Friday, July 09, 2010

Christmas’ Gift

A GIFT OF GIVING

Looking forward to Christmas 1995, to me, described a paradox. How can one enjoy Christmas when their loving spouse recently passed away from cancer, and yet Christmas is a time for celebration...

I had a friend, recently divorced, who was going through his first
Christmas without his children that he loved so dearly. I called my friend and invited him over to my house for Christmas. He didn't seem overly thrilled, but had nothing else to do. I did the same for another divorced person who had a day without family or friends. I told them to dress nice but withheld my plans from them.

The three of us, at my house, made Christmas canes from pipe cleaners, and after an hour I told my friends to get in my van, as I had a surprise for them.

So off we went.

First stop, a nursing home, left few dry eyes. We visited the ones who had no company, prayed with them and left them little Christmas canes and some candy. One lady, feeling really bad, asked us to pray for her. So we prayed with our hands on her body, and we felt a Power hard to describe.

Second stop, Presbyterian hospital...cancer wing. First you need to
understand how hospitals work with the sick. If possible, patients are
sent home for the holidays. The ones remaining in the hospital live too far, are too ill, or have no support from family or friends. About 1/2 of the cancer wing was deserted.

We visited the staff and gave them candy and our little Christmas canes, then we visited the dying and ill. How can one describe being humbled?

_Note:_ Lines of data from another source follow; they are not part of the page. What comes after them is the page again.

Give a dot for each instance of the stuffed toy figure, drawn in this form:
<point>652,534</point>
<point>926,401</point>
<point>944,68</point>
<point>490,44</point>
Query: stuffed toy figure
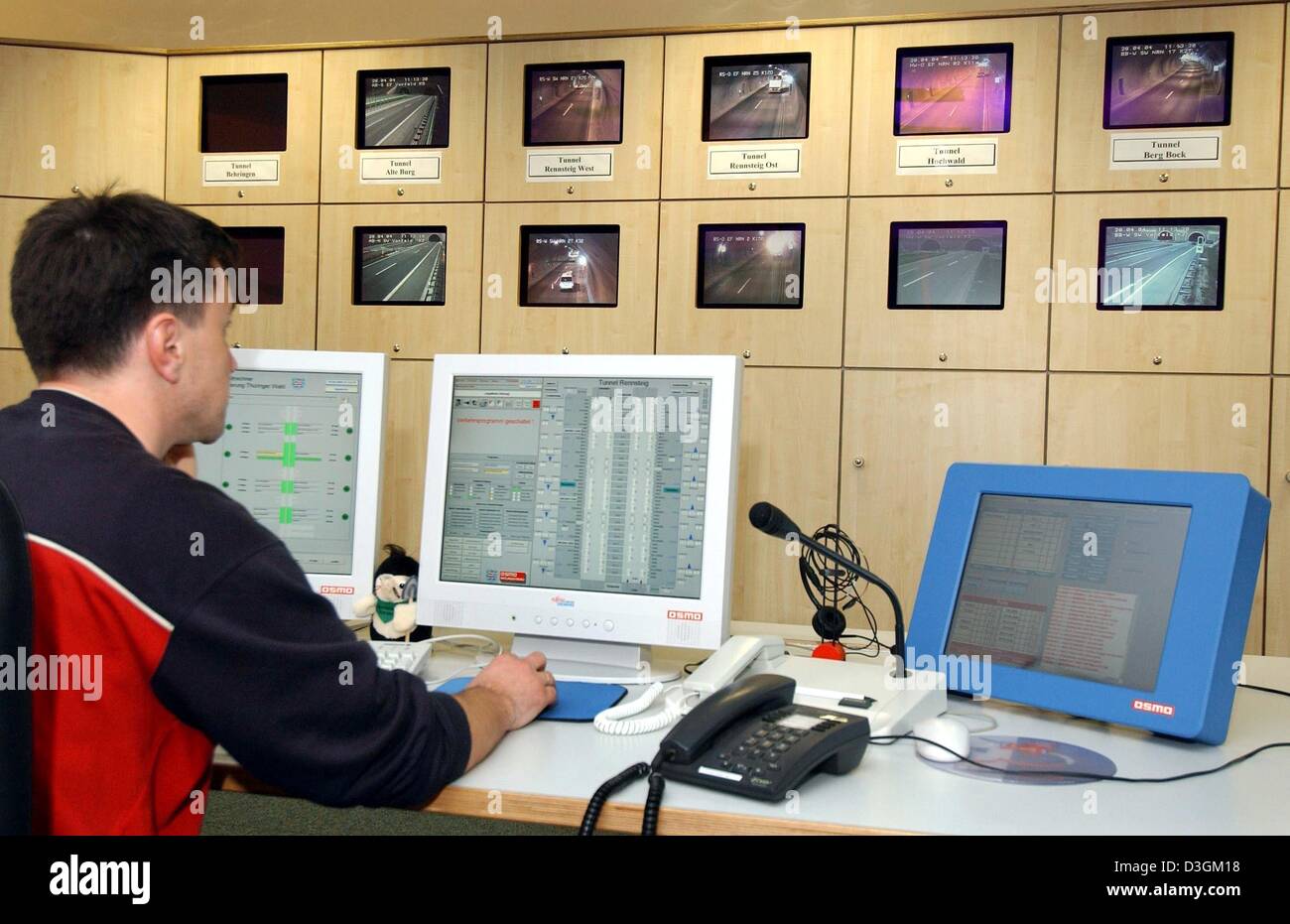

The patients asked for our prayers. We visited with every patient in the wing. We left the patients with a smile. When we left the hospital, we had nothing else left to give, but we received much. Our emotions were drained, we were exhausted, in tears but felt elevated to a 'high' impossible to describe. We all thought “But for the grace of God...”

Last stop. We visited my wife's grave, decorated it, placed candles and sang Silent Night. Our voices were quivering because we found Christmas that day. We gave all we had to give, and it cost us about five hours of our time and about two dollars in pipe cleaners and candy. I said a silent prayer of thanks to my wife for teaching me to give.

May we, in this crazy but special time of year learn from the Teacher of teachers, Giving is better than receiving.

By B.J. Cassady


Read and meditate on these scriptures:

Galatians 6:2-4 “Bear ye one another’s burdens, and so fulfil the law of Christ. For if a man think himself to be something, when he is nothing, he deceiveth himself. But let every man prove his own work, and then shall he have rejoicing in himself alone, and not in another.”

Proverbs 17:22 “A merry heart doeth good like a medicine: but a broken spirit drieth the bones.”

1 John 4:20-21 “If a man say, I love God, and hateth his brother, he is a liar: for he that loveth not his brother whom he hath seen, how can he love God whom he hath not seen? And this commandment have we from Him, That he who loveth God love his brother also.”

Romans 13:10-14 “Love worketh no ill to his neighbour: therefore love is the fulfilling of the law. And that, knowing the time, that now it is high time to awake out of sleep: for now is our salvation nearer than when we believed. The night is far spent, the day is at hand: let us therefore cast off the works of darkness, and let us put on the armour of light. Let us walk honestly, as in the day; not in rioting and drunkenness, not in chambering and wantonness, not in strife and envying. But put ye on the Lord Jesus Christ, and make not provision for the flesh, to fulfil the lusts thereof.”

All of these scriptures can be found in the King James Version Bible.